この映画、まちがいなく泣けるのですが、観終わった後に重苦しい気持ちになったりはせず、とても晴れ晴れとした前向きな気持ちで映画館を後にすることができます。意外にもエンターテイメントなシーンもちりばめられ、音楽も素晴らしく、きっと「観てよかった」と思える作品です。
監督は、アフリカ系アメリカ人として史上2人目のアカデミー監督賞ノミネートの栄誉に輝いたリー・ダニエルズ。日本ではあまり報じられていませんが、オープンリー・ゲイの方でもあります。
『プレシャス』PRECIOUS: BASED ON THE NOVEL PUSH BY SAPPHIRE 2009年/アメリカ/監督・脚本:リー・ダニエルズ/原作:サファイア/出演:ガボリー・シディベ、モニーク、ポーラ・パットン、マライア・キャリー、レニー・クラヴィッツほか/配給:ファントム・フィルム (C) PUSH PICTURES, LLC |
愛に飢え、苦境に立ち向かう女たちの物語
精神に破綻をきたしてもおかしくないほどの苛酷さですが、プレシャスは決して絶望したり、グレたりしませんでした。ふつうの女の子のように恋をしたり、スターになったりすることを夢見て、おおらかに生きていました。そんなプレシャスの気だてのよさを見込んで、彼女が抱える問題に向き合い、彼女が這い上がるチャンスを与えてくれたのは、フリースクールの教師レイン(ポーラ・パットン)やソーシャルワーカー(マライア・キャリー)でした。

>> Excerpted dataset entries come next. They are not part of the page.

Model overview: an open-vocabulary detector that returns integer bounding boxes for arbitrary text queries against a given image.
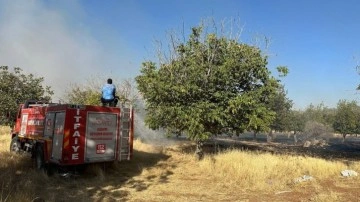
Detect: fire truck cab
[10,100,134,169]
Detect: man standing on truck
[101,78,118,106]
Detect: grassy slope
[0,125,360,201]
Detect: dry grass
[0,128,360,202]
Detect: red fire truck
[10,100,134,169]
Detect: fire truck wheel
[10,136,21,153]
[35,144,45,170]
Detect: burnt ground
[204,135,360,161]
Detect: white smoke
[0,0,136,101]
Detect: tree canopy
[0,66,53,125]
[136,26,287,144]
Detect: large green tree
[0,66,53,125]
[136,26,285,158]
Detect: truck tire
[35,144,45,171]
[10,136,21,153]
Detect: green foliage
[333,100,360,135]
[0,66,53,125]
[289,110,306,133]
[304,103,335,126]
[136,27,279,140]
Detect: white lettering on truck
[71,109,82,160]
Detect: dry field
[0,128,360,202]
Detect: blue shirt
[102,83,115,100]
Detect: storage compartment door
[45,112,65,161]
[85,112,118,163]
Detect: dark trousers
[101,98,118,107]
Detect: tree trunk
[294,131,297,145]
[342,134,346,143]
[266,130,273,143]
[195,140,204,160]
[254,131,257,141]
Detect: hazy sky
[0,0,360,108]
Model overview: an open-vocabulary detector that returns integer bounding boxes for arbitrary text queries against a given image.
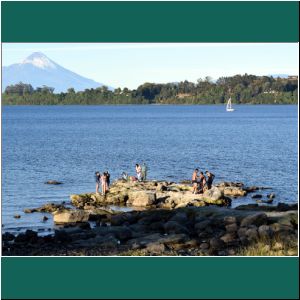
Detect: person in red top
[198,172,206,194]
[192,169,199,194]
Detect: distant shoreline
[1,103,299,107]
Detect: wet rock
[241,213,268,227]
[2,232,15,242]
[272,242,284,251]
[170,212,189,224]
[200,243,209,250]
[246,227,258,241]
[15,230,38,243]
[225,223,238,233]
[227,249,236,256]
[237,227,248,239]
[246,186,259,193]
[53,210,89,224]
[164,221,188,234]
[194,220,211,233]
[256,199,273,204]
[216,182,247,197]
[23,208,37,214]
[258,225,273,239]
[277,202,291,211]
[54,230,72,243]
[127,191,156,206]
[203,186,224,201]
[224,216,237,225]
[220,233,236,244]
[99,236,120,249]
[209,237,225,250]
[267,193,275,199]
[146,243,166,255]
[45,180,62,185]
[235,204,259,210]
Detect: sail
[226,97,231,109]
[226,97,234,111]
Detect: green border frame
[2,1,299,43]
[1,1,299,299]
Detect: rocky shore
[2,180,298,256]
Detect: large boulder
[241,213,268,227]
[127,191,156,206]
[203,186,224,201]
[53,210,89,224]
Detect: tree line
[2,74,298,105]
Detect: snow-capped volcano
[2,52,112,93]
[22,52,56,69]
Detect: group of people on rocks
[122,162,148,181]
[95,171,110,195]
[192,169,215,194]
[95,162,215,195]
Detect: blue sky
[2,43,299,89]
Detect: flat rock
[45,180,62,185]
[53,210,89,224]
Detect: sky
[2,43,299,89]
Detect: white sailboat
[226,97,234,111]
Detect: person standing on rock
[142,162,148,181]
[105,171,110,191]
[192,169,199,194]
[135,164,142,181]
[95,171,101,194]
[198,172,206,194]
[205,171,215,190]
[101,172,107,196]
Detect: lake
[2,105,298,231]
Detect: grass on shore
[237,237,298,256]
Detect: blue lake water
[2,105,298,231]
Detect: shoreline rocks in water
[70,180,231,209]
[45,180,63,185]
[3,205,298,256]
[2,180,298,256]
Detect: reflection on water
[2,105,298,230]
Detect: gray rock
[220,233,236,244]
[146,243,166,254]
[203,186,224,200]
[237,227,248,239]
[267,193,275,199]
[53,210,89,224]
[2,232,15,242]
[209,237,225,250]
[225,223,238,233]
[246,228,258,241]
[127,191,156,206]
[224,216,237,225]
[241,213,268,227]
[194,220,211,233]
[258,225,273,239]
[200,243,209,250]
[164,221,188,234]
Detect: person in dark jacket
[95,171,101,194]
[205,171,215,190]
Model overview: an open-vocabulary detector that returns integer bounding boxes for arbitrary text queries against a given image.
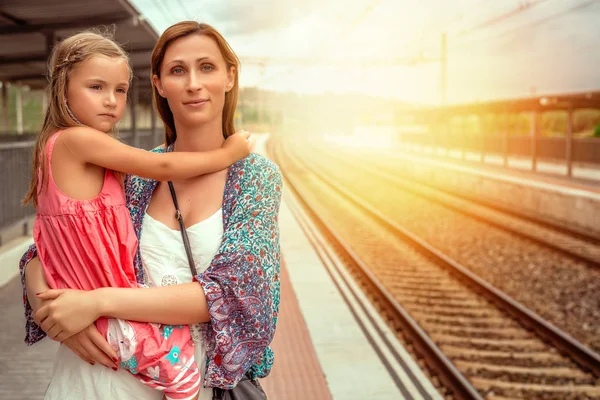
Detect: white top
[45,209,223,400]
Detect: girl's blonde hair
[150,21,240,146]
[23,31,133,206]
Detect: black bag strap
[168,181,198,278]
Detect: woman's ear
[225,65,236,92]
[152,74,166,97]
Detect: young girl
[25,32,250,399]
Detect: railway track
[272,136,600,399]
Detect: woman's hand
[63,324,119,371]
[34,289,100,342]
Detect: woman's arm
[25,257,50,313]
[60,126,251,181]
[35,282,210,341]
[24,257,117,369]
[19,244,46,346]
[92,282,210,325]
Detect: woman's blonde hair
[150,21,240,146]
[23,31,133,206]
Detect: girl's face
[152,34,235,129]
[67,55,129,132]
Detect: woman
[20,21,281,399]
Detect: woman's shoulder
[234,153,281,182]
[125,144,166,195]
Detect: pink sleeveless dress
[33,131,200,399]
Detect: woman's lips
[183,99,208,107]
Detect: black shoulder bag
[169,181,267,400]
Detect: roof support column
[565,107,573,178]
[129,78,140,147]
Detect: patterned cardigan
[19,146,282,389]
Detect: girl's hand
[34,289,100,342]
[222,131,254,164]
[63,324,119,370]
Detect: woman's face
[152,34,235,125]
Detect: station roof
[421,90,600,115]
[0,0,158,89]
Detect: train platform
[0,137,441,400]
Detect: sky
[130,0,600,104]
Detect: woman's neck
[173,118,225,151]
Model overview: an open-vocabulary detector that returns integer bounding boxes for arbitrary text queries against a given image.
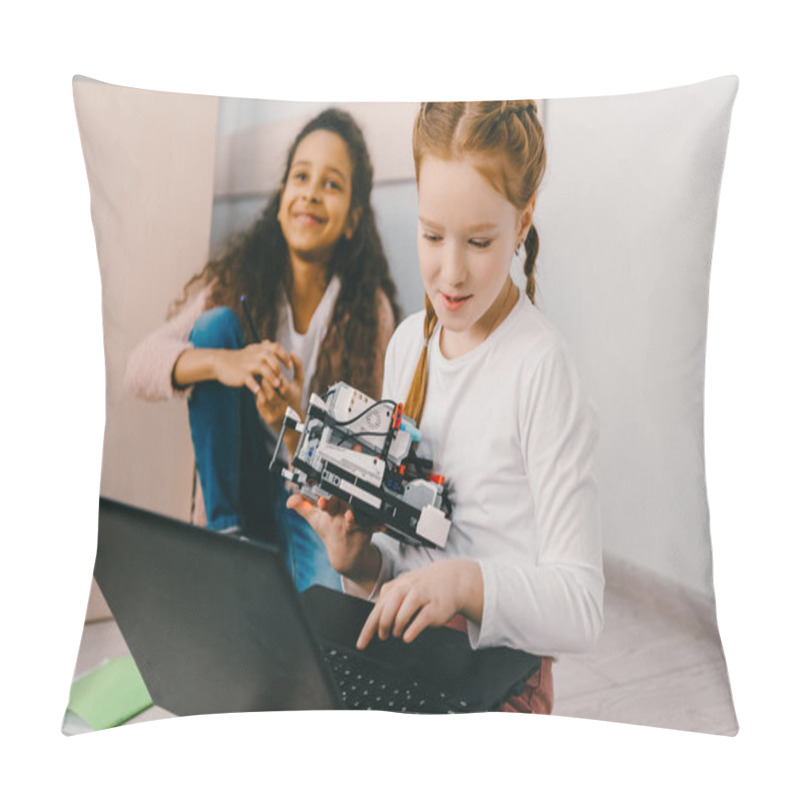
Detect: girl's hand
[214,339,294,395]
[256,348,305,430]
[356,558,483,650]
[286,494,381,590]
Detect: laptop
[94,497,539,716]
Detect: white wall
[536,78,736,595]
[74,79,217,519]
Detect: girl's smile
[440,292,472,313]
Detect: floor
[553,563,739,736]
[69,563,738,735]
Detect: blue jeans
[189,307,341,591]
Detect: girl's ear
[517,195,536,244]
[342,208,361,240]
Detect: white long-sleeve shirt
[373,293,604,656]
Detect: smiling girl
[289,101,604,713]
[125,109,399,589]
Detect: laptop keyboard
[323,647,467,714]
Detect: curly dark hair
[175,108,401,397]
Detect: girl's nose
[304,179,321,203]
[441,246,466,287]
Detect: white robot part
[417,506,450,547]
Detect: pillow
[73,77,737,734]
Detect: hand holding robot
[272,382,452,552]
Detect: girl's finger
[403,605,434,644]
[291,353,305,386]
[376,587,406,642]
[356,603,380,650]
[270,342,292,369]
[392,591,423,638]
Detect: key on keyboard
[324,648,467,714]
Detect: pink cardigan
[124,284,394,525]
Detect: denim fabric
[275,489,342,592]
[189,307,341,591]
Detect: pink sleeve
[124,286,211,400]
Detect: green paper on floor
[67,656,153,731]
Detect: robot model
[270,382,452,547]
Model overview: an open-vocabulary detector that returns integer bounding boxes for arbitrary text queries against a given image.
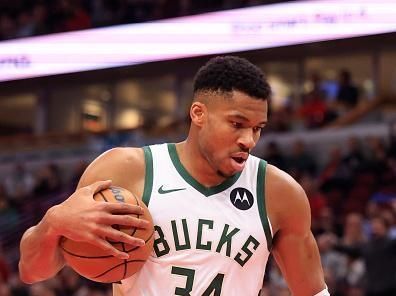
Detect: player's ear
[190,102,207,126]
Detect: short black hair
[194,56,271,100]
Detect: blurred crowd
[0,0,285,41]
[0,132,396,296]
[268,69,366,132]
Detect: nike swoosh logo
[158,185,187,194]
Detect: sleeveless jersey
[116,144,272,296]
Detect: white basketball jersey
[119,144,272,296]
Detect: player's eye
[231,121,242,128]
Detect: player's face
[198,91,268,177]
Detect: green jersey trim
[168,143,242,197]
[142,146,153,206]
[257,159,272,252]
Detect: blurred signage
[0,0,396,81]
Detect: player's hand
[50,181,149,259]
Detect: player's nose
[238,129,256,151]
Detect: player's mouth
[231,152,249,171]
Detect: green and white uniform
[120,144,272,296]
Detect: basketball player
[19,56,329,296]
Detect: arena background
[0,0,396,296]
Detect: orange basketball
[61,186,154,283]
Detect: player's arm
[267,167,328,296]
[19,148,147,283]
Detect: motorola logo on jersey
[230,187,254,211]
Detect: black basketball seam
[91,259,146,279]
[99,191,109,202]
[61,230,154,260]
[126,230,154,253]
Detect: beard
[216,170,235,179]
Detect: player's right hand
[49,180,150,259]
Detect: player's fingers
[93,238,129,259]
[101,202,143,215]
[98,215,150,229]
[98,227,146,247]
[88,180,111,194]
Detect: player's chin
[218,159,245,178]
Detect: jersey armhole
[142,146,153,207]
[257,159,272,252]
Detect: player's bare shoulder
[78,147,145,194]
[265,165,310,231]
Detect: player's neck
[176,138,225,187]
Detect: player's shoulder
[265,164,310,232]
[266,164,305,196]
[95,147,144,166]
[79,147,145,188]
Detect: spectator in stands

やがて、プレシャスは、もっともっと厳しくて残酷な事実を突きつけられます。それまで決して泣かなかったプレシャスが、初めて「もう疲れた…。誰も私なんか愛してくれない」と泣きじゃくります。しかし、レインは潤んだ目でプレシャスを見上げ、「私はあなたを愛している」と言うのです…
女性たちが主人公ではありますが、決して「社会が悪い」とか「男が悪い」と単純に断罪するのではなく、厳しい現実の中でもがき、愛に飢え、傷つき、それでも力強く生きていこうとする女性たちへの讃歌、とも言うべき物語です。決して希望を捨てず、愛に生きようとするその姿は、本当に美しく、かけがえのない輝きを放つのです。